Does Editing a Manuscript Help Get it Published? Part 5 of 12

I have a funny computer today. So this will be short and sweet, as I need to take this computer to the doctor. Until then I will do my best.

I’m of the firm belief that writing and editing one thing, such as a manuscript does have an end. At some point you need to give up the writing to the new piece. This means that after days, weeks, months or years of working on this book, you send ti out to publishers.

Really it’s not that complicated, you write a query letter, which is written with as much care as the book, if not more so and you send it out. Again and Again.

All the while you keep writing new materials. The process is repeated.

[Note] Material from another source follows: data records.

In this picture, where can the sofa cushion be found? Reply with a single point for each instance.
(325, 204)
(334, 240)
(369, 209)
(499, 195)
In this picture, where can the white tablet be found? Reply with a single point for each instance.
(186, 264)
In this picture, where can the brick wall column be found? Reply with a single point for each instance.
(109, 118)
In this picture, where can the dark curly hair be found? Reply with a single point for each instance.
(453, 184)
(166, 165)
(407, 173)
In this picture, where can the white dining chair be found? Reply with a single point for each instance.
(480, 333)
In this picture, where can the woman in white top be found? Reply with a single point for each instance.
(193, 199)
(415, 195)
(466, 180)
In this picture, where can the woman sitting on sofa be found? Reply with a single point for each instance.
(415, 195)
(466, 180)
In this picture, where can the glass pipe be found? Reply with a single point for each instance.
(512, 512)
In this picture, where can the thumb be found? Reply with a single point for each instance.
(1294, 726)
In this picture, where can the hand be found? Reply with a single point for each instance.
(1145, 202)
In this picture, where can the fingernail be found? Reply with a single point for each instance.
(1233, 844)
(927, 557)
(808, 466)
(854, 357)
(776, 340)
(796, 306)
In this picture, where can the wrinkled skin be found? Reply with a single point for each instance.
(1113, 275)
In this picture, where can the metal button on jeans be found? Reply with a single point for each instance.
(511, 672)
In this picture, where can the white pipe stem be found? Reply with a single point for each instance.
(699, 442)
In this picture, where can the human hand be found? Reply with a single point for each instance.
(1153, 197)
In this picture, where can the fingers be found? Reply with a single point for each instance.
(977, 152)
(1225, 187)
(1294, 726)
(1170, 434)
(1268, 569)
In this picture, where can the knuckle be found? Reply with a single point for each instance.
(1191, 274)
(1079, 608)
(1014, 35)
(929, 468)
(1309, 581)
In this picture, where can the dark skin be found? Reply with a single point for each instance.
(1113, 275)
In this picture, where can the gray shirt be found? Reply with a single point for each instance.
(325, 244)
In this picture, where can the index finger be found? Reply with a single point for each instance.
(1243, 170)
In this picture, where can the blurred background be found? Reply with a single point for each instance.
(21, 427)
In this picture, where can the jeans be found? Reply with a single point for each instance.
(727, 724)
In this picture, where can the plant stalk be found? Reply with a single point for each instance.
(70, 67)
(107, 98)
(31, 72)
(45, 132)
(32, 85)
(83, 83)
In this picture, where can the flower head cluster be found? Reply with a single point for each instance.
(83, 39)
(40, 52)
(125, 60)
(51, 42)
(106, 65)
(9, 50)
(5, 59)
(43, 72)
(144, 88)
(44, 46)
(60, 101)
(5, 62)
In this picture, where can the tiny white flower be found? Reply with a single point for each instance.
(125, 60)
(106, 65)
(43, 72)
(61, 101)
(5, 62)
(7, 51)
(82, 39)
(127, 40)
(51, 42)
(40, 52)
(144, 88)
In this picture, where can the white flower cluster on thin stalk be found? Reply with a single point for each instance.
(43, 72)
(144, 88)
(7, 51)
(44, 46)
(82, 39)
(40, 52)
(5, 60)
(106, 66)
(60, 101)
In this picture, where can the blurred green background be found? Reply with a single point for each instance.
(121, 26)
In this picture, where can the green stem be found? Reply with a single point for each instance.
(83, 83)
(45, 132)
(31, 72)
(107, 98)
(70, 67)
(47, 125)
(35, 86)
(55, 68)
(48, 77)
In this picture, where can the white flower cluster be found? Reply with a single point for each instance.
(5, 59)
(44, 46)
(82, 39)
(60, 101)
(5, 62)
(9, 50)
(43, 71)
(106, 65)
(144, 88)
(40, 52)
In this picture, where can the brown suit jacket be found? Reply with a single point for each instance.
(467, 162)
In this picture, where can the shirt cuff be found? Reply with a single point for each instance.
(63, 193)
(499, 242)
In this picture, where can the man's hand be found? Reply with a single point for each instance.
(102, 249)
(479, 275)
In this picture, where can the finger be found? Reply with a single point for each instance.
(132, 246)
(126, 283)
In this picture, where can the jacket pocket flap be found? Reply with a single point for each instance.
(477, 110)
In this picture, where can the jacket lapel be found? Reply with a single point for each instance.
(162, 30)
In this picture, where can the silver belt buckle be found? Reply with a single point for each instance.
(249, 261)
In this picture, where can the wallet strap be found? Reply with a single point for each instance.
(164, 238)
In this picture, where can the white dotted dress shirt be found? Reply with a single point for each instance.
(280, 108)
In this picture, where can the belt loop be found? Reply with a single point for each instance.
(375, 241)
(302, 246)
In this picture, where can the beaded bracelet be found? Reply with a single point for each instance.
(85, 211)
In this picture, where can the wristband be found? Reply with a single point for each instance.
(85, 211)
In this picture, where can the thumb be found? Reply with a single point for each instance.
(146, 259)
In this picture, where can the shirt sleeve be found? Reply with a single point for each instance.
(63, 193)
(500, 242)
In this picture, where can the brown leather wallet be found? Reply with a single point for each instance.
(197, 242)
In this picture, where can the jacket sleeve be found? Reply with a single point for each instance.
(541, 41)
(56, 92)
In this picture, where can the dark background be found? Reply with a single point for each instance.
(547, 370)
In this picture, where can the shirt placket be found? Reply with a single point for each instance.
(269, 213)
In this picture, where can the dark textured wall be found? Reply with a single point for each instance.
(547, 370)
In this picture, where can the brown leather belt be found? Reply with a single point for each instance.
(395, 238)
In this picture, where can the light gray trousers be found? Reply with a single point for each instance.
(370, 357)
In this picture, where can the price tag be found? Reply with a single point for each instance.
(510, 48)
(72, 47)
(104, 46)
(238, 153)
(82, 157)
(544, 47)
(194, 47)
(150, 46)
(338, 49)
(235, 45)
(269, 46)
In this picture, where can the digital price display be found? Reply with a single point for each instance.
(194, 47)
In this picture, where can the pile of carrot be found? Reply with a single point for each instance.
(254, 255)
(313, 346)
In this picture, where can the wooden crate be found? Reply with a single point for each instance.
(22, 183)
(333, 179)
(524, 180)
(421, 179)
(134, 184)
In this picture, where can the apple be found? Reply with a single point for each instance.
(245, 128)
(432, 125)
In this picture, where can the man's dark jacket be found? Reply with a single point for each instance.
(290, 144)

At some point, your manuscript will be accepted by a literary agent or publisher ( I’m assuming you want to be traditionally published in this post, I’ll deal with self-publishing tomorrow.) Then you re-edit, and the book is now published.

My question for today is: How do you want your book to be published? Do you want a say or what do you envision for your book?


  • Alissa

    Ideally, I guess, we'd all say that we want a say in the publication and the final project, but I know, personally, after writing something, then editing, editing, editing and more editing, I just feel like I don't want to even look at it anymore. Not that I have ever been in this position, but if I had a novel accepted for publication, but an editor suggested a completely different ending, I might just say sure, no problem.

  • PrettySiren

    In perfect!world, I would get a say in my book. However, perfect!world does not exist in reality.

    I agree with Alissa. If an editor suggested a different ending, I would go for it. After all, it was my idea to submit for publication — as a writer, we have to be open to this. To ensure a book stays exactly how it looks in your word document, you might as well just leave it there and never submit it. Because yeah, things WILL be changed. And I think it think it's all part of having a thick skin. If the editor says something would be better the way they describe, then it probably is.

  • Pink Ink

    I agree, sometimes you polish something to the best of your ability and move on.

    I feel that way about my earliest attempts at novels.